Dès les premières pages, la lecture semble assez ardue pour le néophyte de l'hindouisme, avec de multiples références à de multiples concepts spirituels propres à cette religion. Néanmoins, la répétition et la reformulation régulière des concepts tout au long du livre - aussi bien dans le poème lui-même que dans les commentaires - fait qu'au fur et à mesure de la lecture on les assimile de mieux en mieux. Et au final, on a l'impression que le message fondamental du poème pourrait tenir en une page, mais grâce à sa présentation sous divers angles on arrive mieux à le comprendre et l'intérioriser.

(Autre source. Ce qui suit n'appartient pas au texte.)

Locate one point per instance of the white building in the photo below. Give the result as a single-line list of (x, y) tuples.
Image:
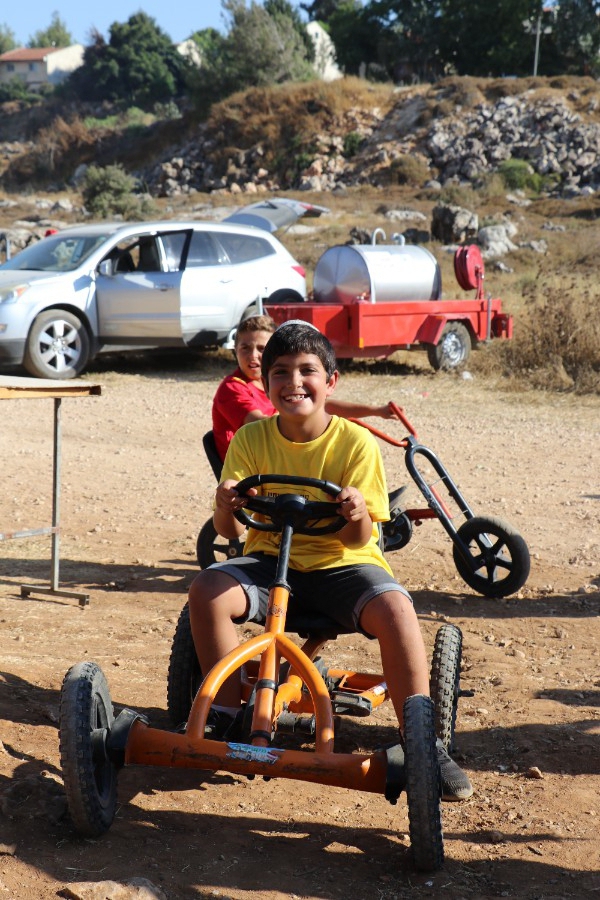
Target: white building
[(38, 66)]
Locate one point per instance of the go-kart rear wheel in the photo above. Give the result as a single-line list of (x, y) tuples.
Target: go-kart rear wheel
[(397, 532), (498, 559), (444, 682), (90, 777), (185, 674), (212, 548), (423, 786)]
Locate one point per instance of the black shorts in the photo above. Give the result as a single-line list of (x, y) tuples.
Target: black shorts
[(341, 593)]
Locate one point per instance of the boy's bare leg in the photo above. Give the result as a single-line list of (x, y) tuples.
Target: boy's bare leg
[(216, 599), (391, 618)]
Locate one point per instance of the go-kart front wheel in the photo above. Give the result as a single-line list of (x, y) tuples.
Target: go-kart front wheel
[(444, 682), (185, 674), (496, 559), (90, 777), (423, 786)]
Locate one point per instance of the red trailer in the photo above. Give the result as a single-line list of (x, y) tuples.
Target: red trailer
[(354, 305)]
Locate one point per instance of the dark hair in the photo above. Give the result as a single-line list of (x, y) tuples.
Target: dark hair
[(255, 323), (295, 337)]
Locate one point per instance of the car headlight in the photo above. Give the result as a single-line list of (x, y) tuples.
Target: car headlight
[(12, 293)]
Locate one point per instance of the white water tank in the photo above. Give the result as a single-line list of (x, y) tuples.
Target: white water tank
[(376, 273)]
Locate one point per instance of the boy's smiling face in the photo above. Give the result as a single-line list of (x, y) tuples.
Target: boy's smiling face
[(298, 385), (249, 351)]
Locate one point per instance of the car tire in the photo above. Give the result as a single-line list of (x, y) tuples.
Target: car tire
[(58, 346)]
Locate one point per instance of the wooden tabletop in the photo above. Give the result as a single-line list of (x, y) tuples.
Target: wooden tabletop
[(17, 388)]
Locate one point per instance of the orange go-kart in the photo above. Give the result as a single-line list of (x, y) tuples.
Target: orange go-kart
[(287, 691)]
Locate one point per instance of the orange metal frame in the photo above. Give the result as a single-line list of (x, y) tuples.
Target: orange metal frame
[(366, 772)]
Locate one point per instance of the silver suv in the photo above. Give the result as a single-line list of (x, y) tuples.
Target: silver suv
[(155, 284)]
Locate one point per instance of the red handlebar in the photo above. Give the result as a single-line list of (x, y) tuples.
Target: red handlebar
[(399, 412)]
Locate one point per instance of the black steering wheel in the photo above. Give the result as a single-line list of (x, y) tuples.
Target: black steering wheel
[(290, 509)]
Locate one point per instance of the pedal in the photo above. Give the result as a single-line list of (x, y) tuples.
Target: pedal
[(289, 723), (346, 704), (394, 500)]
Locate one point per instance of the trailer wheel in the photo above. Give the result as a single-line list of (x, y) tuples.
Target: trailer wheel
[(453, 348), (496, 562)]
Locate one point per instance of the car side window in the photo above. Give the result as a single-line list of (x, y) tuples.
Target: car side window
[(174, 243), (244, 248), (203, 251)]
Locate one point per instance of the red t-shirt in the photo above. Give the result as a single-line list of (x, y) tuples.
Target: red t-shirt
[(236, 396)]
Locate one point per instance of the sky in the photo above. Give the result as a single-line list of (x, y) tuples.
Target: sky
[(178, 21)]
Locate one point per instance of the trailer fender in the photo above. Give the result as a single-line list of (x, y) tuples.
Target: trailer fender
[(431, 329)]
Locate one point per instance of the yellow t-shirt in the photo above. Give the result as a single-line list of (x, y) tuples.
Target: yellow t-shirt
[(345, 454)]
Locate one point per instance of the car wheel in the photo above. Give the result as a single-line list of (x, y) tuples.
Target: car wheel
[(58, 346)]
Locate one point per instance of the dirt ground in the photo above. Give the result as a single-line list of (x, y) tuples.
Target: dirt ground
[(136, 488)]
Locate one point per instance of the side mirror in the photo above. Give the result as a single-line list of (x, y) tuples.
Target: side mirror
[(106, 267)]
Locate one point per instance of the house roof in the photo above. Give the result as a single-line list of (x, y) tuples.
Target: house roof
[(28, 54)]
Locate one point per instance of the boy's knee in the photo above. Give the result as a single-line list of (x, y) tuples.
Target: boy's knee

Le message fondamental, c'est que l'accès au divin, son accomplissement, se fait pour l'Homme au travers de l'action dépourvue de désir, action qui est faite pour elle-même et non pas pour un quelconque bénéfice espéré. L'homme capable d'agir sans se préoccuper de réussir ou d'échouer, celui-ci fait la volonté divine et trouve la paix et le bonheur. C'est incroyablement simple, et tout au long du livre j'ai plusieurs fois eu le poème "Si" de Kipling qui m'est revenu en tête, qui pourrait être une autre reformulation de ce que dit la Gita.

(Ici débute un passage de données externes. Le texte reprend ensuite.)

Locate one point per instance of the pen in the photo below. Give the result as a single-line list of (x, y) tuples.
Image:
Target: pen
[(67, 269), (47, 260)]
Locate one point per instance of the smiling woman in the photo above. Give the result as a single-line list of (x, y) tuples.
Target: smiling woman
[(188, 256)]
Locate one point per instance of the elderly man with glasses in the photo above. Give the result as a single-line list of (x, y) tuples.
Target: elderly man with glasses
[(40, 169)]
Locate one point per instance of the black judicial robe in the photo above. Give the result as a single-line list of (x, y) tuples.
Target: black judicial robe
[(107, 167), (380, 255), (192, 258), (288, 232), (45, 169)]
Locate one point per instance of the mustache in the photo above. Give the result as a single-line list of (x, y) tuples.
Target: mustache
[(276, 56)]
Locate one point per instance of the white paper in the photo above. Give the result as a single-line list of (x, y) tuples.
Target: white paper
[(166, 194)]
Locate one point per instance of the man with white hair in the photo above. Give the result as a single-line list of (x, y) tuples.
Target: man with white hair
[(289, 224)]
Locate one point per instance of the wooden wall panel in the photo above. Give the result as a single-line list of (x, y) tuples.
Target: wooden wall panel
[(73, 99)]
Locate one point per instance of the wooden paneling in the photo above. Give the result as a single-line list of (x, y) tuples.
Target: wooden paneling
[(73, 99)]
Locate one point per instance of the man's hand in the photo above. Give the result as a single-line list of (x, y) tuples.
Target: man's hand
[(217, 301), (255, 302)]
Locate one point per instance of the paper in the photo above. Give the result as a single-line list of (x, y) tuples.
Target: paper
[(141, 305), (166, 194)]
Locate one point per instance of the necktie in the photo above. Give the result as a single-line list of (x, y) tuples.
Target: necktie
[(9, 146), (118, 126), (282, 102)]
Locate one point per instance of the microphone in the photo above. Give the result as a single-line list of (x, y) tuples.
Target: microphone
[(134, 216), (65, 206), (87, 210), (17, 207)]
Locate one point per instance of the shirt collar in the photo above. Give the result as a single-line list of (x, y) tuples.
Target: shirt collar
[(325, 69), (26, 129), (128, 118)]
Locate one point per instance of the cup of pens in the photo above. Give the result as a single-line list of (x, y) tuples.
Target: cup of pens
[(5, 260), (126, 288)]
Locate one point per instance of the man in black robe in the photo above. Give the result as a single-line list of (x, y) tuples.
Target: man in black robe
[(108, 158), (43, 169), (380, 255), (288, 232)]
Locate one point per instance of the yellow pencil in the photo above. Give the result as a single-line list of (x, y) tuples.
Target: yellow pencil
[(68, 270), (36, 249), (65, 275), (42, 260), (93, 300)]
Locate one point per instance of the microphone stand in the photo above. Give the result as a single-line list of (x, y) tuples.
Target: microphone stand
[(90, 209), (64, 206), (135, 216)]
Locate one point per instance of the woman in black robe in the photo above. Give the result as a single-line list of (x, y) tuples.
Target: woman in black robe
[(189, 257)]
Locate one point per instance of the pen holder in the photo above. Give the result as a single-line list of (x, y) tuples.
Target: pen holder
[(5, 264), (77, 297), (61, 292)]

Et cette Gita m'a d'autant plus touché qu'elle rejoint mon expérience personnelle : il m'est plusieurs fois arrivé, dans des périodes de très bas moral conduisant à l'atonie, de retrouver par le simple fait de "faire" - des tâches ménagères, décrocher le téléphone pour prospecter, réviser du vocabulaire allemand, toutes des choses où l'on doit se faire un minimum violence - la paix intérieure. Je ne l'avais pas forcément identifié comme tel à l'époque, après avoir lu la Gita je regarde maintenant mon quotidien différemment.